Below are the initial questions that this report will be exploring:

  1. Are certain areas of Singapore more prone to workplace injuries than others?
  2. Are certain industries more prone to workplace injuries than others?
  3. Is there a correlation between the number of months worked and the possibility of injuries for different industries?

First, solving the question on geographical location can concentrate the workplace injury prevention and education to certain areas, which face higher risk of injuries than others. Understanding the second question will help companies from similar industries which are accident-prone share knowledge and expertise on how to better prevent workplace injuries in future. For the third question, it is imperative to know injury prevention have to be emphasized at which stage of the career for the workers.

Approaches

Data cleaning was first done on Microsoft Excel 2016 to eliminate unnecessary and dirty data. For example, the SUBSTITUTE function was used to clean up the excess description on Accident Agency Level 2 Desc, as shown in the diagram above.

Further cleaning was done on the Power BI toolkit to suit the different charts and purposes. Using the Query Editor of Power BI, binning of continuous values can be done on the dataset. This will allow better analysis of the various demographics and psychographic aspects. An example is shown as above.

Tools Used

The following tools are used to create the data visualization:

  1. Microsoft Excel 2016
  2. Power BI Desktop

Results

Firstly, the sunburst diagram above gives us a lot of information of the demographics in terms of gender and age, as well as the occupation of the workers who suffered workplace injuries. For example, we know that about a quarter of all injuries are caused by male workers aged between 21-42, who worked for less than 2 years.

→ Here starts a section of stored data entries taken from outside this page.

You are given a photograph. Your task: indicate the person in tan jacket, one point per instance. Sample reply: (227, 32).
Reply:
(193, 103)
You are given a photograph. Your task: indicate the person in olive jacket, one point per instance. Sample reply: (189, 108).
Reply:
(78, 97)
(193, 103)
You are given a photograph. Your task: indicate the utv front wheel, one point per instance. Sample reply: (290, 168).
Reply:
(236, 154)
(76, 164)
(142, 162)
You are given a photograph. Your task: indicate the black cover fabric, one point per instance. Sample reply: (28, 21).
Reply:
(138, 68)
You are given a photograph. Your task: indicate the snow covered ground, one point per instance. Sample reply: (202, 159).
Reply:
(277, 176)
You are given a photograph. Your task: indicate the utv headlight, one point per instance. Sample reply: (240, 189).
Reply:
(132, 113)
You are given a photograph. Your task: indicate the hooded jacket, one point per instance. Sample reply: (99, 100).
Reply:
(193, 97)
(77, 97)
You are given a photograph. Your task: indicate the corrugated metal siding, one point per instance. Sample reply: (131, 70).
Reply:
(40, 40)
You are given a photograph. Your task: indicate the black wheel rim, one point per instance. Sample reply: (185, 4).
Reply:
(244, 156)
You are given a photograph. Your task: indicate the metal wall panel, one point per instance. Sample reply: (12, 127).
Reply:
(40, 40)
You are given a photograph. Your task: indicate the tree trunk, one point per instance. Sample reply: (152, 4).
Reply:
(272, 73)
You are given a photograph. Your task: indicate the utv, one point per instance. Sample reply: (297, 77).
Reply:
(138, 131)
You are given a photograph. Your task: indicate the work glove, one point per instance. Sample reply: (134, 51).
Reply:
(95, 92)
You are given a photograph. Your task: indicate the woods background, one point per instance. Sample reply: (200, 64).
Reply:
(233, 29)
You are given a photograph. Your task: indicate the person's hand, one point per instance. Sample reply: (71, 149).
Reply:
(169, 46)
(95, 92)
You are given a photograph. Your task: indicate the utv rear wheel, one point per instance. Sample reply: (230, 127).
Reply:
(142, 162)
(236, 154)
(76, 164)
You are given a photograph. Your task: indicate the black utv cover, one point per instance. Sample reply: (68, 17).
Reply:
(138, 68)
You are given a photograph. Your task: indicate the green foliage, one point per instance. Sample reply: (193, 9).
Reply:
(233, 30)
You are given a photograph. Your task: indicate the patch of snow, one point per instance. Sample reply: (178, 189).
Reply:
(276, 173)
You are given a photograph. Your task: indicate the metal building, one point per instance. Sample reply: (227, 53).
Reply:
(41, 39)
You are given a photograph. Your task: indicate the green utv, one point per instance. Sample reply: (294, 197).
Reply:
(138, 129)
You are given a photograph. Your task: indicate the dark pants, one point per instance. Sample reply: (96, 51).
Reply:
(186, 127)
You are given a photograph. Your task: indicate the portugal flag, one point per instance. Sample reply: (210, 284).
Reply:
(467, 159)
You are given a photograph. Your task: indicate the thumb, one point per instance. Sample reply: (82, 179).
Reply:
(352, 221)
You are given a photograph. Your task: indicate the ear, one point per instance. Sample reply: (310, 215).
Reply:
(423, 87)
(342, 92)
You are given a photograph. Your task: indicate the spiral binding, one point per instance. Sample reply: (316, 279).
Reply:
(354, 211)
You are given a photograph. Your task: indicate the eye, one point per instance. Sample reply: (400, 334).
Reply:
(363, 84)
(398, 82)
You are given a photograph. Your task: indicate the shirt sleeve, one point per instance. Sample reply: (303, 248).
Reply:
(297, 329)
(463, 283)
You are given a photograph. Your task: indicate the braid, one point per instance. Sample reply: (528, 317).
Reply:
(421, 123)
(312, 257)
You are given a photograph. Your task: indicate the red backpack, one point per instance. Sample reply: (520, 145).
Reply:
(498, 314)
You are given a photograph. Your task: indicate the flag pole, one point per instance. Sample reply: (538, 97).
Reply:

They were also carrying out official duties, not doing overtime, working morning shift, and have a job scope which involved manual labour for more than 50%.

Secondly, through the treemap diagram, we can understand that although the Central Region is the region where most accidents take place, the Jurong area is most prone to workplace incidents. Hence, authorities should step up on promoting injury prevention to the workers there to avoid more mishaps from happening.

Thirdly, the scatter plot shows a big picture of the major and sub industry that contributes to workplace injuries. As we can see, the construction industry takes up the largest pie of incidents in Singapore, while the average number of years that they worked before encountering an accident is about 2.1 years. On the other hand, employees from the public administration and defence waited about 10 years on average before facing an injury, according to the data.

Next, the parallel coordinates chart shows a general correlation between the average number of MC days for each Accident Description, and its corresponding total number of injuries. This shows that the less serious injuries are actually more prevalent.

Also, the treemap diagram shown above aims to tell a story on which body parts are most common amongst all the injuries. This happens to be the hands and lower leg. Hence, education can be stepped up by different industries on hand and leg protection from possible injuries.

Lastly, the accident calendar can help to predict when will workers get involved and for what reasons. One of the most injury-prone days in 2014 is on 20 May, which had up to 35 cases. It would be interesting to note what happened on that particuar day.